My motives: a) Scientific curiosity. b) I want to use the concept of mutual information for continuous rv's in an econometrics paper I am writing, and I feel very uncomfortable to just mention the "non-zero conditional differential entropy" case without being able to discuss it a bit. So any intuition, reference, suggestion, idea, or full answer of course, would be greatly appreciated. Thanks.


Solution 1:

The paradox can be stated in a simpler form:

We know that $I(X;Y)=h(X)-h(X|Y)\ge 0$ holds, also for continuous variables. Take the particular case $Y=X$; then second term vanishes ($h(X|X)=0$) and we get

$$ I(X;X)= h(X)-h(X|X)=h(X) \ge 0$$

But this is not right. The differential entropy can be negative. So what?

when dealing with continuous rv's where the one is a function of the other, their conditional differential entropy may be non-zero (it doesn't matter whether it is positive or negative), which is not intuitive at all.
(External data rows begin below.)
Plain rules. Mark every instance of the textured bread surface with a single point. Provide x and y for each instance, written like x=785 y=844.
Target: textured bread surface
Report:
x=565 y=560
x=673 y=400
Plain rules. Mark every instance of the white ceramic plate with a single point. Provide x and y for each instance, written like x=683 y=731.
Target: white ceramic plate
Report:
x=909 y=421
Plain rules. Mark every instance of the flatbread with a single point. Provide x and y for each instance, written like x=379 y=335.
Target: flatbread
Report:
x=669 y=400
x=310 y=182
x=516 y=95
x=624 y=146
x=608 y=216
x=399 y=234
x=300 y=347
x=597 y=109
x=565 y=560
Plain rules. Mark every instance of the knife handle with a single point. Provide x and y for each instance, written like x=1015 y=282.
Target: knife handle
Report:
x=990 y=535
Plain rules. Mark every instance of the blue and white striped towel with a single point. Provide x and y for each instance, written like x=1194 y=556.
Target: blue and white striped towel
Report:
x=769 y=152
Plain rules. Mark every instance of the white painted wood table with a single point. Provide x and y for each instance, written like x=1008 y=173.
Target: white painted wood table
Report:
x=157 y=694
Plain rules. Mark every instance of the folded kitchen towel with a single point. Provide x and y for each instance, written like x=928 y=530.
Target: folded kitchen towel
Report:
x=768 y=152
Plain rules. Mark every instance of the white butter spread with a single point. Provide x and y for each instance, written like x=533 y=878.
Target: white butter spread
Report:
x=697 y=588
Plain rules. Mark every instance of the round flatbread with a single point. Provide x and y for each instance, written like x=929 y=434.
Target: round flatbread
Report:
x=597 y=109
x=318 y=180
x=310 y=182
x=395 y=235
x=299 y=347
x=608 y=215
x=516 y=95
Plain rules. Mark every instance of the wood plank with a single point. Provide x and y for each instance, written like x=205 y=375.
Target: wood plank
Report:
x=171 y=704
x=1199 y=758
Your problem (and the problem with the above paradox) is to implicitly assume that the concept "zero entropy means no uncertainty" applies also to differential entropy. That's false. The differential entropy is not some type of entropy. It's false that $h(g(X)|X)=0$, it's false that $h(X|X)=0$; and it's false that $h(X)=0$ implies zero uncertainty. The fact that (by a mere change of scale) a differential entropy can be made negative, suggests by itself that here zero differential entropy (conditional or not) has no special meaning. In particular, a uniform variable in $[0,1]$ has $h(X)=0$.

Solution 2:

Differential entropy is only defined for absolutely continuous random variables with respect to Lebesgue measure. The joint distribution of

$$(X,g(X))$$

is not absolutely continuous because its support is

$$\{(x,g(x)):x\in\mathbb{R}\},$$

a measure 0 subset of $\mathbb{R}^2$.

The definition of conditional entropy requires an absolutely continuous joint distribution, $f(x,y)$: \begin{align} h(X|Y) &= -\int f(x,y) \log f(x|y)\ dxdy \\ &= h(X,Y)-h(Y). \end{align} If $(X,Y)$ is not absolutely continuous against Lebesgue measure in $\mathbb{R}^2$, then there is no function $f(x,y)$ such that the probability measure of $(X,Y)$ can be expressed as an integral against $f$.

Therefore neither the quantity $h(g(X)|X)$, nor the quantity $I(X;g(X))$ are well defined as differential entropies.